Once A Harbor, the imagery re-examines their meanings when paired with words. Drawing relations that can depict the varying threads of time, a shelter, a caldron, the place where things go to be cleansed or reborn, the end of or endless times, a place to crawl into or to emerge from, a living breathing life-form. We are invited to place ourselves within this work and ponder.

Senon Williams is a lifelong visual artist and musician, and a Los Angeles native. Ranging in media from paintings on paper and canvas, to wood sculpture and assemblage, Williams explores poignant visualization of the inherent human struggle both ancient and contemporary. His love of language play, sounds, textures, and associations of word and object often explore the conflicts inherent in identity, history, and community.
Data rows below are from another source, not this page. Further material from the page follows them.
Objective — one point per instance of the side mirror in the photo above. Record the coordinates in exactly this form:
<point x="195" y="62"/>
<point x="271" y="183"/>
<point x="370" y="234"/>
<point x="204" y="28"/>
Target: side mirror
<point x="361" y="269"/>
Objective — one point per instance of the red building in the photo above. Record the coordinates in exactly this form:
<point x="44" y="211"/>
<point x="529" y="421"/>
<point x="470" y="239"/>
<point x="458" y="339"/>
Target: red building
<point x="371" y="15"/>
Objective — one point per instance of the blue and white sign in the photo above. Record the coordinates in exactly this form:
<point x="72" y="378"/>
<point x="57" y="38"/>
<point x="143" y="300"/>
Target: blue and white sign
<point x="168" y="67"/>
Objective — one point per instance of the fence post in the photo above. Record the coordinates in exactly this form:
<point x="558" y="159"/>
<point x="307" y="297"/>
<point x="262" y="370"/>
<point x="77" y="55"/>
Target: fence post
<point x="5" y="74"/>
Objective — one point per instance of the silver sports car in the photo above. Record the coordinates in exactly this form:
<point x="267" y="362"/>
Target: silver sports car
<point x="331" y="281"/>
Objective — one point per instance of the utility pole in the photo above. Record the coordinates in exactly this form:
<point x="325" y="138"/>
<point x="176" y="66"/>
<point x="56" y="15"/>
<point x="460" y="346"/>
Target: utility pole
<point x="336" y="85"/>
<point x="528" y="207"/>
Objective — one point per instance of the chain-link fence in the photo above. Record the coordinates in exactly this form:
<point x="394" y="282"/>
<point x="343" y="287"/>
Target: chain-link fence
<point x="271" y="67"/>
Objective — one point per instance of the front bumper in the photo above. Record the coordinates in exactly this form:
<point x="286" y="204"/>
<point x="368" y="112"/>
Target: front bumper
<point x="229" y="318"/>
The written word is a consistent part of his practice. He has published two books: Hunted & Gathered (2017) and Words Don’t Mean Much (2021), as well as multiple zines.

Senon’s work has recently been featured in the LA Times and he has shown at Lauren Powell Projects (LA), PRJCTLA (LA), The Lodge (LA), Auxiliary Projects (NYC), Beyond The Streets, Southampton Arts Center (NY), One Eleven Gallery (Siem Reap) amongst many others. His work is in the public collections at the Los Angeles County Museum of Art (LACMA) and The Grunwald Center for the Graphic Arts, Hammer Museum, UCLA.